Koltai, Júlia – Kmetty, Zoltán – Bozsonyi, Károly (2019) From Durkheim to machine learning – finding the relevant sociological content in a social media discourse. In: Rudas, Tamás – Péli, Gábor (eds.) Pathways Between Social Science and Computational Social Science – Therories, Methods and Interpretations. New York, NY, Springer. (forthcoming)

The phenomenon of suicide is in the focus of social scientists since Durkheim. Internet and social media sites provide new ways for people to express their positive feelings, but they are also platforms to express suicide ideation or depressed thoughts. Most of these contents are not notes about real suicides, but some of them are cry for help. Nevertheless, suicide and depression related content varies among platforms and it is not evident, how a researcher can find these contents in mass data of social media.  Our paper uses the corpus of more than 4 million Instagram posts, related to mental health problems. After defining the initial corpus, we present two different strategies to find the relevant sociological content in the noisy environment of social media. The first approach starts with a topic modelling (Latent Dirichlet Allocation), which output serves as the basis of a supervised classification method, based on advanced machine learning techniques. The other strategy is built on an artificial neural network based word embedding language model.


Bartus, Tamás – Kisfalusi, Dorottya – Koltai, Júlia (2019) Logisztikus regressziós együtthatók összehasonlítása (The Comparison of Coefficients in Logistic Regression) In: Statisztikai Szemle (Hungarian Statistical Review) 97(3): 221-240.

Recently, increasing attention has been devoted to the problem that estimated coefficients of logistic (and other non-linear) regression models cannot be compared across groups, samples, or nested model specifications due to the possible differences in the magnitude of unobserved heterogeneity. This study reviews methods which aim to solve this problem and investigates their effectiveness through simulation. Parameter estimates of nested model specifications can be made comparable using y-standardization or by comparing the estimates of the multivariate model to the estimates of a special, quasi-univariate model. Methods which aim to make coefficients comparable across groups and samples (such as testing the proportionality of interaction effects and heterogeneous choice models), however, do not provide adequate solutions for the problem. Causes behind this failure are discussed. 


Related presentations

Németh, Renáta: Data Science and Statistics. Presentation and opening of a debate. Meeting of the Hungarian Society for Clinical Biostatistics, October 19, 2018.
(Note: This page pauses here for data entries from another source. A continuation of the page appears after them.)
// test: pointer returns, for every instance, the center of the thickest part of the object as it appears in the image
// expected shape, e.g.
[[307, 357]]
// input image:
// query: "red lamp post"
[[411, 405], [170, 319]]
The presentation gave an overview of methodological paradigm of “Big Data” and its relation to classic statistics. The debate concerned the problem’s relevance from a biostatistical point of view.
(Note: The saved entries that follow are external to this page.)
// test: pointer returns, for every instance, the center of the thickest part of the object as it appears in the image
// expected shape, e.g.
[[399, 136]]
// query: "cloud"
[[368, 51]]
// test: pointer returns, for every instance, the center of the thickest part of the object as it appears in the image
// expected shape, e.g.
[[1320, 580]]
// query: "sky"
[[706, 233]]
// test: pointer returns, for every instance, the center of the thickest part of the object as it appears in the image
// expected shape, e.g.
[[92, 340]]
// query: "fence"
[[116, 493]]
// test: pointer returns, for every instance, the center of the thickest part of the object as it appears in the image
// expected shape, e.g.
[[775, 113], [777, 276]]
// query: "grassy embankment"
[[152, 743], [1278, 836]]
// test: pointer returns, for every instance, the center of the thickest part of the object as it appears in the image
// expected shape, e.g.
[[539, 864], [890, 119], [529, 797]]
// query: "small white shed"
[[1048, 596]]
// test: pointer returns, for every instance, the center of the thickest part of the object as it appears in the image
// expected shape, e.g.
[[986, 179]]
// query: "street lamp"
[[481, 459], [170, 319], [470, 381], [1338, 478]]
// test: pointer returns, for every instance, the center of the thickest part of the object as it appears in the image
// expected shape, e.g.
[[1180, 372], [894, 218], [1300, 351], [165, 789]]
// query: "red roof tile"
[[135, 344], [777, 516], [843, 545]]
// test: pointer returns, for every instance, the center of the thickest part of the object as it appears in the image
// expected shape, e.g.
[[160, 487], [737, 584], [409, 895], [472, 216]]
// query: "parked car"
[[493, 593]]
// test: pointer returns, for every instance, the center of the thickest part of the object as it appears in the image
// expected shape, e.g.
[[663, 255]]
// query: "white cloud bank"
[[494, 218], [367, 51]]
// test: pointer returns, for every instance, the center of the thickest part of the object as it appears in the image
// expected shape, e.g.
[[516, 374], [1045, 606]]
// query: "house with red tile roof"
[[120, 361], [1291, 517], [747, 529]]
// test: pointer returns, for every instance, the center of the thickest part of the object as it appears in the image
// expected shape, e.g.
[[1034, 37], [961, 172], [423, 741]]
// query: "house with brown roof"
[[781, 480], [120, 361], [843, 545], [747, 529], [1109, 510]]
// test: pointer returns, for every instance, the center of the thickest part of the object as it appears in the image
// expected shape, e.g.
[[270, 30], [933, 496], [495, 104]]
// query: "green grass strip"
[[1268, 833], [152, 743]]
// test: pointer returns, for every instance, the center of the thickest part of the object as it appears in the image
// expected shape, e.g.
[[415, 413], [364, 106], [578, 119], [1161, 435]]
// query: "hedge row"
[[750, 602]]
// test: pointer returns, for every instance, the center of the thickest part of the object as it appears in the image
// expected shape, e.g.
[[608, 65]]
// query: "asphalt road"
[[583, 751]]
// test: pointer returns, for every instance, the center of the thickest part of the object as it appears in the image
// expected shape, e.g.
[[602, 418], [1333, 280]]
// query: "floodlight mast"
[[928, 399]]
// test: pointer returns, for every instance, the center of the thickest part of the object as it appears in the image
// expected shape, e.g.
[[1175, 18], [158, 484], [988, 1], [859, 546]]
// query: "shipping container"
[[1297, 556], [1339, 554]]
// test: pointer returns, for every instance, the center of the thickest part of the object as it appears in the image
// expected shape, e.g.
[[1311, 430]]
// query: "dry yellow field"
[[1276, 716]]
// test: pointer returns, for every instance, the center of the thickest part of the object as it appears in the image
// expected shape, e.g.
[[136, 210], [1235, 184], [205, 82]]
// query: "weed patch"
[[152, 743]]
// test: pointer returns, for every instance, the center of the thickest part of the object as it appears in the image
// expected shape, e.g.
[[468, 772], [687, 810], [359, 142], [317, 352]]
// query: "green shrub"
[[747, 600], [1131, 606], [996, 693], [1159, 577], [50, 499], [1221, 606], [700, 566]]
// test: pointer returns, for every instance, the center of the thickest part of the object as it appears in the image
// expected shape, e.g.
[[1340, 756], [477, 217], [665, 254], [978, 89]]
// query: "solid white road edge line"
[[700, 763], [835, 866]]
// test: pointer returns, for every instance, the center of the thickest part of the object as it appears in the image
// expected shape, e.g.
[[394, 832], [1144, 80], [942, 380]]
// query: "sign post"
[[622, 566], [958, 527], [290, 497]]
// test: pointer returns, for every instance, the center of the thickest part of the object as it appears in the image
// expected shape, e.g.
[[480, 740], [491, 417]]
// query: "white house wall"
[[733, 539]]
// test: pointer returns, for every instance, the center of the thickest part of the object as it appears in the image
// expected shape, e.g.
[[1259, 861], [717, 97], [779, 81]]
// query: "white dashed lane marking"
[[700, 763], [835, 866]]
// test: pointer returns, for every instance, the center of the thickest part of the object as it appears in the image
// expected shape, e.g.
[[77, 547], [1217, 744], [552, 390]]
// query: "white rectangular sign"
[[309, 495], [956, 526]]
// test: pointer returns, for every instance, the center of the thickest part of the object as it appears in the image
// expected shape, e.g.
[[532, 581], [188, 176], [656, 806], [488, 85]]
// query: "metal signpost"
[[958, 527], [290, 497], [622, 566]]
Kmetty, Zoltán – Koltai, Júlia: Big data based decision making mechanisms from the viewpoint of social sciences. Presentation at the event of HUB Design House, called  ‘The Power of Big Data’ January 9, 2019.
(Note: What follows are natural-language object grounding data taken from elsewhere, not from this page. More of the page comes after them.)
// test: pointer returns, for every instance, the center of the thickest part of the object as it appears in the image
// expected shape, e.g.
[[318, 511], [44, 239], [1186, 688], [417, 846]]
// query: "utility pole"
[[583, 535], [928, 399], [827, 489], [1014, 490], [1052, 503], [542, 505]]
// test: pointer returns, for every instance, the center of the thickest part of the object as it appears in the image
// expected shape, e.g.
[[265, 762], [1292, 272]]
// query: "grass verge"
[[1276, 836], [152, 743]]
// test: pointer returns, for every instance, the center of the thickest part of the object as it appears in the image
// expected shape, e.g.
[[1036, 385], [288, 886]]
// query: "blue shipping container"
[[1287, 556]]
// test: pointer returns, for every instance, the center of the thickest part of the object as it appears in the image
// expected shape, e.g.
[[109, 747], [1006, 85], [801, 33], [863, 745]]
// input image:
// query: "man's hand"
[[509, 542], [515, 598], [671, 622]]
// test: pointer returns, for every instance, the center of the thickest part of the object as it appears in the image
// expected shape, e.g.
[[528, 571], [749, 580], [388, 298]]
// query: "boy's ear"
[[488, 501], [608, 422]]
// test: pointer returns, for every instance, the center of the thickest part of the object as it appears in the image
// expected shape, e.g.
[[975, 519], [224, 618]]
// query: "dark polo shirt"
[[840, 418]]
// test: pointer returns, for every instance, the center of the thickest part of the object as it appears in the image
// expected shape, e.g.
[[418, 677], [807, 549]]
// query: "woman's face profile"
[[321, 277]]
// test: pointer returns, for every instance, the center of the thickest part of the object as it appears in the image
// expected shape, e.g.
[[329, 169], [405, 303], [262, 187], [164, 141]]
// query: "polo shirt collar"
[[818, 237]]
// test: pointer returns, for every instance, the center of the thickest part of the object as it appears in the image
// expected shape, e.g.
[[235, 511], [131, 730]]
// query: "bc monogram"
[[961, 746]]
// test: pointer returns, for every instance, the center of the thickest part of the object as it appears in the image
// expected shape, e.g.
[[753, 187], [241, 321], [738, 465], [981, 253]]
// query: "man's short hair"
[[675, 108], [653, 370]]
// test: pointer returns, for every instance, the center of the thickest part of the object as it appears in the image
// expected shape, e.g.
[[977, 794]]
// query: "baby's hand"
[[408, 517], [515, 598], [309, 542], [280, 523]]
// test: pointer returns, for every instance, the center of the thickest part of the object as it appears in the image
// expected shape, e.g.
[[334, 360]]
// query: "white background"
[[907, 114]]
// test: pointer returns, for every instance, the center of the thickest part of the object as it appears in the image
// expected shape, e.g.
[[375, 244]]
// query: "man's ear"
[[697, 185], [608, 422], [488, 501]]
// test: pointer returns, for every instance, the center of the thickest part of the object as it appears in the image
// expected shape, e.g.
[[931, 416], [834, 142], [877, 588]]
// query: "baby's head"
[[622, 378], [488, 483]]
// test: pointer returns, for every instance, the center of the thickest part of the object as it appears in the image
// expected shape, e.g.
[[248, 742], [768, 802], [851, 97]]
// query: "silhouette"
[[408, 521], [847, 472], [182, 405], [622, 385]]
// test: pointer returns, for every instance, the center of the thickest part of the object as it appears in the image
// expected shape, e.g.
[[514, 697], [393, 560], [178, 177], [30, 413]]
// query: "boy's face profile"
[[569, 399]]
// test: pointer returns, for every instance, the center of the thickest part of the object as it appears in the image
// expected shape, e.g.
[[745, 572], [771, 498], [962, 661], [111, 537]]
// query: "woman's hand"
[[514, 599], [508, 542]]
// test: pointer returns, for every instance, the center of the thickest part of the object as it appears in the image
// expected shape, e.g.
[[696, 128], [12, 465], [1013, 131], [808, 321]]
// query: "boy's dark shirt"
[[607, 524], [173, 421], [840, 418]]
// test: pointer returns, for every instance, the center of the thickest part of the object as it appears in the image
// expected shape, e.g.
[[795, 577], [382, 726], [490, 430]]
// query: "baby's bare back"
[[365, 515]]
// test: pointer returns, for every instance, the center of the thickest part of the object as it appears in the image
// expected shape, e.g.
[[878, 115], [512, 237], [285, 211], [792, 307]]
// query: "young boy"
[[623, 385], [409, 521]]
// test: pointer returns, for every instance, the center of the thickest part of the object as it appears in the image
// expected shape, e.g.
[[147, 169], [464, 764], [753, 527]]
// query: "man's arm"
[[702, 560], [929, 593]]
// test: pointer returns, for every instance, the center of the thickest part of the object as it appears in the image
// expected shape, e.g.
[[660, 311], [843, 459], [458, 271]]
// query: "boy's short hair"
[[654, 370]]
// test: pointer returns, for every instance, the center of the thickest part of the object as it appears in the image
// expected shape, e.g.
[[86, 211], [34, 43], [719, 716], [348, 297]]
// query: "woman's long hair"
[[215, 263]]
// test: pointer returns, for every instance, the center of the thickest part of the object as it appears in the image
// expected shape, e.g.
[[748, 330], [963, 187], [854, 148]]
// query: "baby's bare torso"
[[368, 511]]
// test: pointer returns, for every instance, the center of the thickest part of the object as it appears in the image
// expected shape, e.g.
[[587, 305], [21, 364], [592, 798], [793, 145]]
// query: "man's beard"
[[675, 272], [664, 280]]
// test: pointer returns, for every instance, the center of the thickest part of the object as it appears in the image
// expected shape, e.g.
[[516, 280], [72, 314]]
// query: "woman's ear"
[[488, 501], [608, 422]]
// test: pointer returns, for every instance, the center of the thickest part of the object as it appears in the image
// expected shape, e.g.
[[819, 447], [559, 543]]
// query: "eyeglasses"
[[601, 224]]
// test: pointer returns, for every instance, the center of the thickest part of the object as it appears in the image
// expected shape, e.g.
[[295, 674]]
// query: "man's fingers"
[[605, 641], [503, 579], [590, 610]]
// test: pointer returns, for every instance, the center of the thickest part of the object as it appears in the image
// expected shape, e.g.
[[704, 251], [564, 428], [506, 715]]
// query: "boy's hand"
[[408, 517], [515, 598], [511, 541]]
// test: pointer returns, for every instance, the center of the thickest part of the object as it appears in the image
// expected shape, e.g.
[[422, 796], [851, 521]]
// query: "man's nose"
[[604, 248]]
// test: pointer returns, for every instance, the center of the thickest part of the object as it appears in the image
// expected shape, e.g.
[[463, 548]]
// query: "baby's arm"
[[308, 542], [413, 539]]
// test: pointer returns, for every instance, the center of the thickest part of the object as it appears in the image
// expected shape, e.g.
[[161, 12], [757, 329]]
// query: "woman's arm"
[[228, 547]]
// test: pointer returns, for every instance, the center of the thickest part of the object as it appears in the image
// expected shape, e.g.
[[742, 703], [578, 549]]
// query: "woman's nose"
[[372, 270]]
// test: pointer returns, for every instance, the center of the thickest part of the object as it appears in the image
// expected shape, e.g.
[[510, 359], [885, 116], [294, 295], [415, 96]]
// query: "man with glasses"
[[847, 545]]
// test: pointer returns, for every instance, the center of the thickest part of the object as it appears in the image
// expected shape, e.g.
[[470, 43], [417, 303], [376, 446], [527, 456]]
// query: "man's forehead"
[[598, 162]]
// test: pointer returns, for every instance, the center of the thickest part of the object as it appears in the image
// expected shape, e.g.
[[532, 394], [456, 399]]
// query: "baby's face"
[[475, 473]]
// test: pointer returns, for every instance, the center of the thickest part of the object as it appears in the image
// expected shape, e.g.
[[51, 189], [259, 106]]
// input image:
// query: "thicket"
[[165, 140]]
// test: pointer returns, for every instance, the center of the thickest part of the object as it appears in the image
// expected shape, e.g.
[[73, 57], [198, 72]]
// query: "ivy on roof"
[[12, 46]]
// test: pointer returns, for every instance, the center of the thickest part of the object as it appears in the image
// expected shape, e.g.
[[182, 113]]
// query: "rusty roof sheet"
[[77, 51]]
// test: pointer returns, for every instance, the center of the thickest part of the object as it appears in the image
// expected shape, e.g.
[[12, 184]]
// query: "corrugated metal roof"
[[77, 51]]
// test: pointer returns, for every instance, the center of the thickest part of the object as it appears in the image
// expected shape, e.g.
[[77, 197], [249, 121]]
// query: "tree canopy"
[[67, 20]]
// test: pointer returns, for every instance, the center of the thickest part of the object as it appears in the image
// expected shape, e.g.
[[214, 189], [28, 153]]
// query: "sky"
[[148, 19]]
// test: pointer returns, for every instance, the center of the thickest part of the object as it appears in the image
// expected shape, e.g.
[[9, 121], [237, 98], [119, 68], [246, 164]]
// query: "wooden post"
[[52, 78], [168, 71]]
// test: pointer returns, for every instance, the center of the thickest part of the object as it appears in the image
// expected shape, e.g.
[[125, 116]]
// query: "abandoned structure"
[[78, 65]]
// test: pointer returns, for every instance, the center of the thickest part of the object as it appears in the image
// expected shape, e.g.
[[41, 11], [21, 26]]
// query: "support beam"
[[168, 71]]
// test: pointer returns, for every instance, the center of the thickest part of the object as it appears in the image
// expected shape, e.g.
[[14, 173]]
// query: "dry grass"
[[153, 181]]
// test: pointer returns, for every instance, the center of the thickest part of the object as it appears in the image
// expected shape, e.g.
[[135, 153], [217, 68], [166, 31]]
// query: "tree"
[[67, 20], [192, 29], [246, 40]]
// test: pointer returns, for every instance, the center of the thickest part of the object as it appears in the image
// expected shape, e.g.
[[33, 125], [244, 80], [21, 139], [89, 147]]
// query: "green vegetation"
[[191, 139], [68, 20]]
In our presentation, we presented the possibilities of large scale data-based decision making, focusing on the dangers, when this type of decision making does not work properly. Within this latter topic, we emphasised the importance of interpretation and causality.


Kmetty, Zoltán – Koltai, Júlia: Understanding Cultural Choices with NLP (2019). Presentation at the Data Science Meetup Budapest, May 9, 2019.

Parallel with the rise of digital textual data, natural language processing methods developed rapidly in the last decade. In our presentation, we will focus on artificial neural network based word embedding methods, which became widespread in recent years. Different fields apply these methods, such as linguists for dictionary building; developers for music video recommendations systems; companies for the analysis of product reviews, etc. However, their application in the understanding of human behaviour and culture was limited so far, though the huge amount of available digital data (text) provide a lot of information about our preferences, choices and the way we think. We will show several examples of the utilization of word embedding methods in this field. The presentation also provides details about the methodology, the problems to be solved and the directions of further development.